The measures include a cap of 100 kg per authorization, mandatory physical inspection of manufacturing facilities for new applicants, a requirement to complete at least 50% export obligation under previous licences before fresh authorizations are issued, and stricter monitoring through fortnightly import-export reports by permit holders and monthly reporting by regional offices. The government on Wednesday raised import tariffs on gold and silver to 15%, reversing the 2024 duty cuts, as the government moved to curb surging precious metal imports, narrow trade deficit and support the rupee amid mounting external pressures.

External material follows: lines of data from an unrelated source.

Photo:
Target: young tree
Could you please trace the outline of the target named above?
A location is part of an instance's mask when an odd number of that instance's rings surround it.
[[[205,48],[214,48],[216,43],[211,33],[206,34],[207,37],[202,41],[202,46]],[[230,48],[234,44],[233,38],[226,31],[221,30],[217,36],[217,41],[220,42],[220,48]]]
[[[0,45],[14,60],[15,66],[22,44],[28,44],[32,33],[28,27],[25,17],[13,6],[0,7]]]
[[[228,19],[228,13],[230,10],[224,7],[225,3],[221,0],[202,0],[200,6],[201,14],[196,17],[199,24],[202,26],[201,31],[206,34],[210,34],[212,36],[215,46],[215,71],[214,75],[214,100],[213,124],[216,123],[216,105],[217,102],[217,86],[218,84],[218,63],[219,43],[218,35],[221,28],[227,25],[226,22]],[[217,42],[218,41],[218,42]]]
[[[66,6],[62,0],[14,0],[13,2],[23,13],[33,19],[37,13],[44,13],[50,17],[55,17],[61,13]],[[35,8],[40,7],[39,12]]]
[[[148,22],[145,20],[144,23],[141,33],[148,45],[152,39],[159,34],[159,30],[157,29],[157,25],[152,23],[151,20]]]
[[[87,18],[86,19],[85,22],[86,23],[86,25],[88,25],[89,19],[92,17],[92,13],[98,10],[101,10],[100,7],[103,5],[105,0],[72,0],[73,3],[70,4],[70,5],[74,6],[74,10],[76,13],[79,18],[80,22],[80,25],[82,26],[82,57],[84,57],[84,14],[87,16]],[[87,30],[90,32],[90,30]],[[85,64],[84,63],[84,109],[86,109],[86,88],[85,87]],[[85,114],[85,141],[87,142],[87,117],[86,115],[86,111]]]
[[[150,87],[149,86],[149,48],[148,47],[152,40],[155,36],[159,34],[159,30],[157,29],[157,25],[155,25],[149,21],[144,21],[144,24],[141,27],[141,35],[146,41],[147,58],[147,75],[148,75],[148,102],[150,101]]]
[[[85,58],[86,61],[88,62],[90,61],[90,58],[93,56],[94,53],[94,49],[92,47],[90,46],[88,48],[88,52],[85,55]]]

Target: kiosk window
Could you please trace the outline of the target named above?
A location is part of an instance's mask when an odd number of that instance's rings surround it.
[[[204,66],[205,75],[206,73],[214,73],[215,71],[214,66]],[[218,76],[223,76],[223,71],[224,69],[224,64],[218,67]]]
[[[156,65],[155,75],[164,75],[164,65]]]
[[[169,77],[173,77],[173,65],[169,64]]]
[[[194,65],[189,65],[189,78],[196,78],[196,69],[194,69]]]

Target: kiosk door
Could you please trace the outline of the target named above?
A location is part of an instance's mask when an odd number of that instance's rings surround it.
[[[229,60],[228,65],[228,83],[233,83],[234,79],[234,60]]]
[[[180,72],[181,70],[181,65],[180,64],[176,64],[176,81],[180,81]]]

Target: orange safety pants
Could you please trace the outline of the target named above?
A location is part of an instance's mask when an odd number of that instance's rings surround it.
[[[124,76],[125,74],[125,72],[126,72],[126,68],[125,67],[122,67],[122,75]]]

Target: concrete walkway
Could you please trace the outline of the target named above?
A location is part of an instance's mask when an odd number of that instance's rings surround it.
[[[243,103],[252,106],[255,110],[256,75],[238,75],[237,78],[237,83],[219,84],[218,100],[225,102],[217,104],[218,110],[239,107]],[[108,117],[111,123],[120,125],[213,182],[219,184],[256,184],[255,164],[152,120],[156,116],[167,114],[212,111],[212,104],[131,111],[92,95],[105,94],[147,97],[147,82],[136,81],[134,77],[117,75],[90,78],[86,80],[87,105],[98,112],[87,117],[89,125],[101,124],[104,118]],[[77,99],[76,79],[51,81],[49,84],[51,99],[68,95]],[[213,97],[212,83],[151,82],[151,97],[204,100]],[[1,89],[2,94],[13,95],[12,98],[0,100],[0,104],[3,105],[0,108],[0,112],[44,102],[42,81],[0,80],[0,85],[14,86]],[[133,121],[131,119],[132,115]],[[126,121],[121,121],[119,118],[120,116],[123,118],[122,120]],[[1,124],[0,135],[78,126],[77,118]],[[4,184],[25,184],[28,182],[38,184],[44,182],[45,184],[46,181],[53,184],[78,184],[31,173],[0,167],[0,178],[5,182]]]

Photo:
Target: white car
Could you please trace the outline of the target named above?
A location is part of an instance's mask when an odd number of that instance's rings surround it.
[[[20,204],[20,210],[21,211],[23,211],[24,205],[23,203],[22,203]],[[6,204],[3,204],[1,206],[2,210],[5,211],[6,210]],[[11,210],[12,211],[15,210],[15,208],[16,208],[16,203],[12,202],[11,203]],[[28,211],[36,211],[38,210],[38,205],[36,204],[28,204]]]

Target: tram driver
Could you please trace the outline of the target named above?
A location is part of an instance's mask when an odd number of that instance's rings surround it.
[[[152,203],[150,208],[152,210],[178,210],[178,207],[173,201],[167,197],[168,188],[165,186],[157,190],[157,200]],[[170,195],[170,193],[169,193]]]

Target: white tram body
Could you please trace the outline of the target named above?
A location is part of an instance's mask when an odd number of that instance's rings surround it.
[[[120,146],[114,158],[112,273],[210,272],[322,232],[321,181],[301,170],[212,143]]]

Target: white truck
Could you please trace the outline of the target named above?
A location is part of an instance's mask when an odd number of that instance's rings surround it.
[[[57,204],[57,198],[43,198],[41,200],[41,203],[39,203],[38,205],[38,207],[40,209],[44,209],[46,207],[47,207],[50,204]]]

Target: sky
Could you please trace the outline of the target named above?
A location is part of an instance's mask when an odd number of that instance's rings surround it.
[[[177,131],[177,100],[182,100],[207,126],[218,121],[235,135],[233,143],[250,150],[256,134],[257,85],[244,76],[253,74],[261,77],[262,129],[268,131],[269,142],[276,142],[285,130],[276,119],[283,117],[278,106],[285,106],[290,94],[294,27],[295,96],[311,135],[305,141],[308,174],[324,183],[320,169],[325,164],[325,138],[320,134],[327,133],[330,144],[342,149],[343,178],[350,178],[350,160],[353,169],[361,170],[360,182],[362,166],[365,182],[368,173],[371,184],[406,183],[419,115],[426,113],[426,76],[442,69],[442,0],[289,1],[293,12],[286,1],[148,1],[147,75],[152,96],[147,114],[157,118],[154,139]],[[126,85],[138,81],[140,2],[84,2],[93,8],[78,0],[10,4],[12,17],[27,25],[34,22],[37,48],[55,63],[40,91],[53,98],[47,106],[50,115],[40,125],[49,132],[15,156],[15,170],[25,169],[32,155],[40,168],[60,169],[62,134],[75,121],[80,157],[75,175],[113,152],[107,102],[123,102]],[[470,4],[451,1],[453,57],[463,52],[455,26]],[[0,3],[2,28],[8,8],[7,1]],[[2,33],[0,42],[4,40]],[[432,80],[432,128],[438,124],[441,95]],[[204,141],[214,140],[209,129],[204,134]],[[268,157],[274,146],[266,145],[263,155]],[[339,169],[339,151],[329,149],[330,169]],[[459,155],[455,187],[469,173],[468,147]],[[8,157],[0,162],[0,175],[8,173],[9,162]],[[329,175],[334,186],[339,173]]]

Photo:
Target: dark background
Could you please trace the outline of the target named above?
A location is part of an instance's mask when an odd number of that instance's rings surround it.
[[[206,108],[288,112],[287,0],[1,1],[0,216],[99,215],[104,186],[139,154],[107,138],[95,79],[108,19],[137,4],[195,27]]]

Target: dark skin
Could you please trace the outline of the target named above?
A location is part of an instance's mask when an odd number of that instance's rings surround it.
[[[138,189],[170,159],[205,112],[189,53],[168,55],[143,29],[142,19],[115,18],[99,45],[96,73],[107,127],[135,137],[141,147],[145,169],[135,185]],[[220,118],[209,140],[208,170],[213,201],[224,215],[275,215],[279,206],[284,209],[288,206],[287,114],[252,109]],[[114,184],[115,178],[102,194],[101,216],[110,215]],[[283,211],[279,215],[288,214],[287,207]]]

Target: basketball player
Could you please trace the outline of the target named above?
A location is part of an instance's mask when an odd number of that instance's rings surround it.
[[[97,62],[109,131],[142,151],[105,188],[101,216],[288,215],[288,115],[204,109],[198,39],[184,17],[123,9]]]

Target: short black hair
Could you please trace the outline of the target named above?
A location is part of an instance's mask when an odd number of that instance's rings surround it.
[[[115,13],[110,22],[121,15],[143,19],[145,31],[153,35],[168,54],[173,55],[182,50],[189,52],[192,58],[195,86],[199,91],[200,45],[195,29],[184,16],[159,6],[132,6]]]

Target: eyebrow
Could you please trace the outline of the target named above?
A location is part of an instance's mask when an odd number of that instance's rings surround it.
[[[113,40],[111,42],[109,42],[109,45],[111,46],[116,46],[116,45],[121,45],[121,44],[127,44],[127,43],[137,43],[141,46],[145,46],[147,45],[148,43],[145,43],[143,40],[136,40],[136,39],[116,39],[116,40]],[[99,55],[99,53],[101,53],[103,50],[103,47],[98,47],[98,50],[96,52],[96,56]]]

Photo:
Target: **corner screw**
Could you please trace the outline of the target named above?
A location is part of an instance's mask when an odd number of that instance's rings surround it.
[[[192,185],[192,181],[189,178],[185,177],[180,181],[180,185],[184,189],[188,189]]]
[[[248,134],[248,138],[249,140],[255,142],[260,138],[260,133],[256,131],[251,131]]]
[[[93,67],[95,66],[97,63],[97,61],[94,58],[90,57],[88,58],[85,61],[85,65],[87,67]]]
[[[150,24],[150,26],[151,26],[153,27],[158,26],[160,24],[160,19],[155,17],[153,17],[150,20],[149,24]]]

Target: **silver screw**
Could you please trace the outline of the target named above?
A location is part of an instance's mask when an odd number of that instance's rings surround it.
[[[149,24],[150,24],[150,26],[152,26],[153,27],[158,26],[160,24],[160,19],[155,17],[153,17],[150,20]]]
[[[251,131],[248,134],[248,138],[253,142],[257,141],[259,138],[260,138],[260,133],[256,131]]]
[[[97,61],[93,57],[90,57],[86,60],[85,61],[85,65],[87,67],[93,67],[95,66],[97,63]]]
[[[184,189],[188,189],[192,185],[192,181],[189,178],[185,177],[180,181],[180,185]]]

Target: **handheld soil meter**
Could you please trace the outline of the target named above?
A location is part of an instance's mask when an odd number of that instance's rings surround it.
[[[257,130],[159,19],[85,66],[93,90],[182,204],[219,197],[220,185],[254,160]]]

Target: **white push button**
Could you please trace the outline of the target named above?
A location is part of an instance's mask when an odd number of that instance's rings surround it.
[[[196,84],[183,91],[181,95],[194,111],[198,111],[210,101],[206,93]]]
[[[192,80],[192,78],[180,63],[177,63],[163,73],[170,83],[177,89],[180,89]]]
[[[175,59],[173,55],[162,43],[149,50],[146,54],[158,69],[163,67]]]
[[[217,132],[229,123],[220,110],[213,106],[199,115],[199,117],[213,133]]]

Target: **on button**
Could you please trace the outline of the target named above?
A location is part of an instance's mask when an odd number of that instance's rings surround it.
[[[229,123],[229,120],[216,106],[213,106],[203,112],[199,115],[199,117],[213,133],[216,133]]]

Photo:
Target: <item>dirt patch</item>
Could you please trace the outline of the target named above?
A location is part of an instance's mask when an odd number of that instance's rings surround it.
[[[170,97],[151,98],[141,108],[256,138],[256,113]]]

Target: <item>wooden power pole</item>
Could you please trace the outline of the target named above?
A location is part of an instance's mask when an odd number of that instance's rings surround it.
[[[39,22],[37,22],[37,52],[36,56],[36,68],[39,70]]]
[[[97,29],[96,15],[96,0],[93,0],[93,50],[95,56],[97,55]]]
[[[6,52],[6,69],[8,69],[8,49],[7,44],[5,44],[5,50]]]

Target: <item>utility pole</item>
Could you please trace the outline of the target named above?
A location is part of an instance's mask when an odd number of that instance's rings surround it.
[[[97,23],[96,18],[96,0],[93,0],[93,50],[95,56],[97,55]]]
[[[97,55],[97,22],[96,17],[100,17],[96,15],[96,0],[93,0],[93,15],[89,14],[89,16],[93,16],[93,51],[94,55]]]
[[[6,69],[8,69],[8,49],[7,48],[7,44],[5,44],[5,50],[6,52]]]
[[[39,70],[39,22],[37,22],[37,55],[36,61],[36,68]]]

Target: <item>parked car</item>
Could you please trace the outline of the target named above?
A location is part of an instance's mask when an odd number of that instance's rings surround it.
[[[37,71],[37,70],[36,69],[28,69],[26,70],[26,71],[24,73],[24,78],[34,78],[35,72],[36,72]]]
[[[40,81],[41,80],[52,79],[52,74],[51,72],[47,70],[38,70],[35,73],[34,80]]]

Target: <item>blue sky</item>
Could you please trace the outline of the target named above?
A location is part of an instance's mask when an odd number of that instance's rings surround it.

The finance ministry notified the changes through multiple customs notifications on 12 May. The revised rates came into effect on 13 May. According to notifications, the government has increased the basic customs duty on several categories of gold and silver imports to 10% from 5%, while the Agriculture Infrastructure and Development Cess (AIDC) of 5% continues, taking the total effective import tax to 15%.

 

The DGFT has made physical inspection mandatory for first-time applicants seeking gold import authorizations. According to the notification, “a mandatory physical inspection of the applicant's manufacturing facility shall be undertaken” by the concerned regional authority to verify the “existence, capacity and operational status” of the facility.

 

In another key change, exporters seeking subsequent gold import authorizations will now have to meet at least 50% of the export obligation under previous licences before fresh permissions are granted. “Any subsequent Advance Authorisation for the import of gold shall be considered for issuance only upon fulfilment of at least 50% of the export obligation prescribed under the preceding Advance Authorisations for gold,” the DGFT said.

 

The government has also tightened monitoring requirements by mandating fortnightly performance reports from authorisation holders, certified by an independent chartered accountant, covering gold imports and exports undertaken under the scheme. Regional authorities will additionally submit monthly consolidated reports to DGFT headquarters for “centralized monitoring and policy oversight,” according to the notification. The move comes amid growing policy focus on gold imports after India’s bullion import bill surged sharply in recent years, putting pressure on the domestic currency.